The UCSF Archives and Special Collections is pleased to announce that we have received a Data Engagement Award for $24,934 from the National Network of Libraries of Medicine (NNLM) Region 5. These funds will support a new project, Data Journalism Course in a Box: The COVID Tracking Project Archives. We are grateful to the NNLM Region 5 Executive Director, Cathy Burroughs, for enabling our work to make the Covid Tracking Project Archive accessible with the support of the Sloan Foundation.
The Data Journalism Course in a Box (DJCB) is a project that aims to support journalism education by providing a rich body of data and critical analysis for educators to utilize in their instruction. The public relies on the media to learn about public health emergencies, such as the COVID-19 pandemic. This pandemic has shown how public health news can evolve quickly and the importance of conveying complex information to a broad audience effectively and accurately. Therefore, future journalists must be well-trained to analyze and communicate public health data.The data used to create the DJCB will be acquired from the COVID Tracking Project (CTP), a citizen-run and all-volunteer organization that tracked the first year of the COVID-19 pandemic. The CTP concluded collecting data on March 7, 2021, and the UCSF Archives and Special Collections preserves the website. Data and datasets from this project are some of the cleanest and best documented on the pandemic.

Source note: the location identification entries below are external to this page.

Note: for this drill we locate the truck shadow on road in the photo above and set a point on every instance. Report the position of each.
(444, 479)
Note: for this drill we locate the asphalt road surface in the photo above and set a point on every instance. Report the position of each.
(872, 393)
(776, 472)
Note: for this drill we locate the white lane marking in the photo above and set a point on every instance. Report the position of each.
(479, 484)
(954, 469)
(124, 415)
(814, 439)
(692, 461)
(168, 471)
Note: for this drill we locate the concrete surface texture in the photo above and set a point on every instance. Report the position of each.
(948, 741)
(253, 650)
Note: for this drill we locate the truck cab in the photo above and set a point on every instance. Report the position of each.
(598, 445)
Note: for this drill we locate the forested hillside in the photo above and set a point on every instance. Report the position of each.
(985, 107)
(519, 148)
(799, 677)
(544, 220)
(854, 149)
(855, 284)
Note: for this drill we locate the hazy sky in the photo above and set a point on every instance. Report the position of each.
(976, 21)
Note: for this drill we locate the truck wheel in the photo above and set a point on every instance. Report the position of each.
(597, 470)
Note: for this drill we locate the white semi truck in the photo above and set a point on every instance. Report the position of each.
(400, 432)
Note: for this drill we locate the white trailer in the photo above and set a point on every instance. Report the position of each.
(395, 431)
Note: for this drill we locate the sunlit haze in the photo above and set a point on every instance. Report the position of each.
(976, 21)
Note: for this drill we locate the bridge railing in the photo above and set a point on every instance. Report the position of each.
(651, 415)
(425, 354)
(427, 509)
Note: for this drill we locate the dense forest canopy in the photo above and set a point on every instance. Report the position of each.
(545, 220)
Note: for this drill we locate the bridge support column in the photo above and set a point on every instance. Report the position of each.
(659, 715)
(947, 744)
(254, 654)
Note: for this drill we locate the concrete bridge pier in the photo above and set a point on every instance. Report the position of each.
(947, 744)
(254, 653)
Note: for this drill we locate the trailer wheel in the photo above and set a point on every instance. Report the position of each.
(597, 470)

Datasets within the CTP have already had a notable impact; one such example is the COVID Racial Data Tracker. The COVID Racial Data Tracker is the first large-scale collection to track the effects of the pandemic on communities of color. The raw datasets from this collection and data analysis done by journalists has shown how good data journalism can bring awareness to the pandemic’s impact on underrepresented populations. Furthermore, Congress cited the tracker as a critical source for understanding the effects of the pandemic on different racial groups.
Creating the curriculum
We are thrilled to create the course by partnering with investigative reporter and adjunct lecturer, Tyler Dukes. Dukes is a reporter for The News & Observer in Raleigh, North Carolina, where he specializes in data and public records. His experience developing and teaching data journalism courses and his familiarity with the CTP are an asset to the project. “As a local reporter who made frequent use of COVID Tracking Project data, I saw firsthand how CTP volunteers filled critical information gaps that helped newsrooms reveal the pandemic’s often disproportionate and hidden impacts. The lessons learned during this massive effort – all meticulously documented and preserved in the CTP Archive – will empower future journalists to confront the complexities of public health data and use it to enhance their reporting.” Through this collaboration, the DJCB will be a robust curriculum that combines collected oral histories from former CTP staff and archival CTP resources. Once completed, the curriculum will be available online for free under a permissive open-source license in the Summer of 2023.
Outcomes
Through this curriculum, journalism students and public health communicators will learn proper data collection methodologies, communication and transparency in community-science initiatives. We look forward to utilizing the essential data captured in the CTP to establish an accessible course that promotes promising data journalism practices. Updates on the DJCB project will be available on the UCSF Archives and Special Collections blog, Brought to Light and the CTP Archive website.